Outstanding Questions.

• What are the major toxic molecules in each Drosophila or mouse model of G₄C₂ repeat expansion and iPSC-derived neurons? How does partial loss of C9ORF72 function contribute to disease pathogenesis?

• What is the composition of the G₄C₂ repeats in different C9ORF72 patients? Are they pure repeats or interrupted by other nucleotide sequences? How are repeats expanded or retracted in somatic cells?

• What is the template for endogenous DPR production, spliced intron RNA containing repeats or unspliced mRNA? How are sense and antisense repeat RNAs translated in patient cells?
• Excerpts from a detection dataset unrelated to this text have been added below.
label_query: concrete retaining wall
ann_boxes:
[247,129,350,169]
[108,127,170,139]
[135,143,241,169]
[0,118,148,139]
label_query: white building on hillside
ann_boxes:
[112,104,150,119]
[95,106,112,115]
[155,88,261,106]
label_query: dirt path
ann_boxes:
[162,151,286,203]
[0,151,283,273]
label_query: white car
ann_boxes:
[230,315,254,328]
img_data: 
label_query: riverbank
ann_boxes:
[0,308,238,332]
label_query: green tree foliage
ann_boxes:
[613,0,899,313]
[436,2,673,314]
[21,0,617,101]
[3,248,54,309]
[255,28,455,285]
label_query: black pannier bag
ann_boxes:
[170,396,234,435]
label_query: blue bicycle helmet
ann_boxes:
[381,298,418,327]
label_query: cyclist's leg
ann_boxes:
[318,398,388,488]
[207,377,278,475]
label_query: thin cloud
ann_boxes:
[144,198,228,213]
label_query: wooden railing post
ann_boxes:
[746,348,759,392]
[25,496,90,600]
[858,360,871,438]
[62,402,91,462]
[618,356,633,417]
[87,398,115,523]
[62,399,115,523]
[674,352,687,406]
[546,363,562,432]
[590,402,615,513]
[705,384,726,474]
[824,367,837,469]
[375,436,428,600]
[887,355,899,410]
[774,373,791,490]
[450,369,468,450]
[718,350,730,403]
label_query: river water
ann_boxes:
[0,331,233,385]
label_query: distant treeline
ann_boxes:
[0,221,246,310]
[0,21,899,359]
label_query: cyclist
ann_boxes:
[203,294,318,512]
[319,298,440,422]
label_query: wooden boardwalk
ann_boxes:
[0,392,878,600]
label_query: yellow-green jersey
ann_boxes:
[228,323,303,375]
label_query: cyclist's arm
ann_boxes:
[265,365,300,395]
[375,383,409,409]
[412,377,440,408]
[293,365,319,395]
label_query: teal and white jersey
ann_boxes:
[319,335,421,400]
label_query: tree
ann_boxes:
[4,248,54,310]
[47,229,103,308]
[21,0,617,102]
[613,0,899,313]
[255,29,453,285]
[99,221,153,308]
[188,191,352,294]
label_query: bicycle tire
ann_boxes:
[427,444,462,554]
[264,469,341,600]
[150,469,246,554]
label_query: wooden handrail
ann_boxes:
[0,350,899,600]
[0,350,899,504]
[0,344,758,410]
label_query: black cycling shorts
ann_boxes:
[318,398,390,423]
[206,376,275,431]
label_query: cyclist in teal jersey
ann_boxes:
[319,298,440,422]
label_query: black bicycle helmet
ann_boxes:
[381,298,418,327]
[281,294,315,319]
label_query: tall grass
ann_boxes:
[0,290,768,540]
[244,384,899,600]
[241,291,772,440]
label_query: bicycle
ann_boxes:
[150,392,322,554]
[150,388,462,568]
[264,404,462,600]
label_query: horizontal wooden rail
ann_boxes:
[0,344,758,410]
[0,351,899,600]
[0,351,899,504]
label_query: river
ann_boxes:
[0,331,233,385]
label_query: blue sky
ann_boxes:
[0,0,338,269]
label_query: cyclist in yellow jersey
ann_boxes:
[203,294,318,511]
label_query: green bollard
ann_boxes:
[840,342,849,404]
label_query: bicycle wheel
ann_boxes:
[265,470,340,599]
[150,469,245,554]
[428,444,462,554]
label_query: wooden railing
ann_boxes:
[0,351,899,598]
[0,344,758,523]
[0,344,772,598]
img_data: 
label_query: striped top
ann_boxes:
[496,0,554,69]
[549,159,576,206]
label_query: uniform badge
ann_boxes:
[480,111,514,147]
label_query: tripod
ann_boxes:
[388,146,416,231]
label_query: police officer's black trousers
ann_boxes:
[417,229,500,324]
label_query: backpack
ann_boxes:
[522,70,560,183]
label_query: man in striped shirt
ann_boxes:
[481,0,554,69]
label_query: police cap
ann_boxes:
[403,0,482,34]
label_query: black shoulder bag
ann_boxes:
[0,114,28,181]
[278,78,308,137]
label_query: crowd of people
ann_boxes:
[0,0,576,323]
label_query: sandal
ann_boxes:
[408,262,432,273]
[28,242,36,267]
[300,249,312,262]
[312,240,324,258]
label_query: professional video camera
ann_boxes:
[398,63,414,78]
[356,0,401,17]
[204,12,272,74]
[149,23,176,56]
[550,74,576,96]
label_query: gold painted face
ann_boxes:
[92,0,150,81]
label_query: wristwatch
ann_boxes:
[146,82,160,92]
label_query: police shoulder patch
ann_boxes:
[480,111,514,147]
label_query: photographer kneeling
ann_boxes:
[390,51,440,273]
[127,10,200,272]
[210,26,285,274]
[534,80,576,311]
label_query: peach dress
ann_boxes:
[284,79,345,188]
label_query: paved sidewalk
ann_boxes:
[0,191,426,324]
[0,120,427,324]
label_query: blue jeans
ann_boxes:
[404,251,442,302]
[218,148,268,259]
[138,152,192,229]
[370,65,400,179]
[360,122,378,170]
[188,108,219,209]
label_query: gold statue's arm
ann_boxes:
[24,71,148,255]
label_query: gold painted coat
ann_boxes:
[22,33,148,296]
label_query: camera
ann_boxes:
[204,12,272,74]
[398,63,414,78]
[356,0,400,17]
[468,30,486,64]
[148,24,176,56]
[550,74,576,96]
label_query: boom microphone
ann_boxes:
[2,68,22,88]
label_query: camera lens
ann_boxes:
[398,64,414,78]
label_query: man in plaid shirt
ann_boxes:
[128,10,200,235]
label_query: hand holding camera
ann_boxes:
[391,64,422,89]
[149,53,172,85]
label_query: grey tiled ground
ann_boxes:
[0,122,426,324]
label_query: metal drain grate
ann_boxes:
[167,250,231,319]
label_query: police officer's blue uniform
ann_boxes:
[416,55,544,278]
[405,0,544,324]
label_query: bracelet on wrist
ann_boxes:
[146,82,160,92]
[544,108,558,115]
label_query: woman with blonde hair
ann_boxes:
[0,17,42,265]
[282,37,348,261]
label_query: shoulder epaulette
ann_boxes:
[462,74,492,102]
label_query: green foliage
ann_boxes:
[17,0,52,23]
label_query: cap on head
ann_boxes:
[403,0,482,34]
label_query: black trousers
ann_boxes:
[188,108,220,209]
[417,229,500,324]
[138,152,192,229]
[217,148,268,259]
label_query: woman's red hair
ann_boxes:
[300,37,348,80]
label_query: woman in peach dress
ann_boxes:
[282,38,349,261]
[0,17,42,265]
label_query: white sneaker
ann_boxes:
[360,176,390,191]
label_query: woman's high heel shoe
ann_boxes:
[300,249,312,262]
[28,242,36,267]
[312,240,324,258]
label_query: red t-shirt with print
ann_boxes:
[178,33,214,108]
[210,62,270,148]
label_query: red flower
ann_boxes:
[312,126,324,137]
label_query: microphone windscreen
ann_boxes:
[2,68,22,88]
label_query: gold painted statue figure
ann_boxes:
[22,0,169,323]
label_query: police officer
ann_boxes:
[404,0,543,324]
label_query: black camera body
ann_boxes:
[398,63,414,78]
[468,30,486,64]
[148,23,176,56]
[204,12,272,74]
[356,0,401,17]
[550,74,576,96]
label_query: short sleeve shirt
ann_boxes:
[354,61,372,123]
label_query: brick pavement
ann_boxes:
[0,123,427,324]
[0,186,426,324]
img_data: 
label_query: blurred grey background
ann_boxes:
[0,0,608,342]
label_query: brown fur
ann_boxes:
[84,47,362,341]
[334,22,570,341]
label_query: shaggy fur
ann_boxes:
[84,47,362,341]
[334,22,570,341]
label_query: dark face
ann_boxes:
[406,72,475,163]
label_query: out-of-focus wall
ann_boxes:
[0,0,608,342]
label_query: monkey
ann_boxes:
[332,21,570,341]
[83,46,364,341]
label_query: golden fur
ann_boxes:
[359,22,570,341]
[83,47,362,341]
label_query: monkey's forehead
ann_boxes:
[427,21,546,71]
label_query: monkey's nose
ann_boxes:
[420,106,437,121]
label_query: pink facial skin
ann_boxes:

Accordingly, what are the N-terminus, C-terminus, and size of different DPR proteins in patient cells?

• Are all DPR proteins expressed in the same patient neuron or glial cell? What is the relative contribution of each DPR protein to disease pathogenesis? How do different DPR proteins interact with each other? What molecular events trigger TDP-43 pathology?

• Several cellular pathways have been implicated in the pathogenesis of C9ORF72-ALS/FTD. What is the relative contribution of alterations in each pathway in disease initiation and progression? Which potential disease mechanism triggers the pathogenic events? How do different dysregulated molecular pathways interact with each other during disease progression?

• How does the repeat expansion in C9ORF72 cause ALS in some carriers and FTD in others? Do other genetic or environmental factors contribute to the different manifestations of the same mutation?

• What are the most predictive biomarkers for C9ORF72-ALS/FTD? Which therapeutic approaches are the most effective?

Highlights.

• The toxicity of expanded G₄C₂ repeats in Drosophila models is influenced by their molecular context.

• DPR proteins but not RNA foci are major toxic molecules in Drosophila models of G₄C₂ repeat expansion.

• Nucleocytoplasmic transport defects are found in both Drosophila models of G₄C₂ repeat expansion and neurons derived from C9ORF72 iPSCs.

• Multiple interconnected molecular pathways are dysregulated in C9ORF72-ALS/FTD, such as autophagy, stress granule dynamics, oxidative stress DNA damage, nucleolar stress, and neuronal excitability.

• Experimental approaches that combine the genetic power of Drosophila and the disease relevance of iPSC-derived patient neurons are excellent strategies to help uncover pathogenic mechanisms in C9ORF72-ALS/FTD.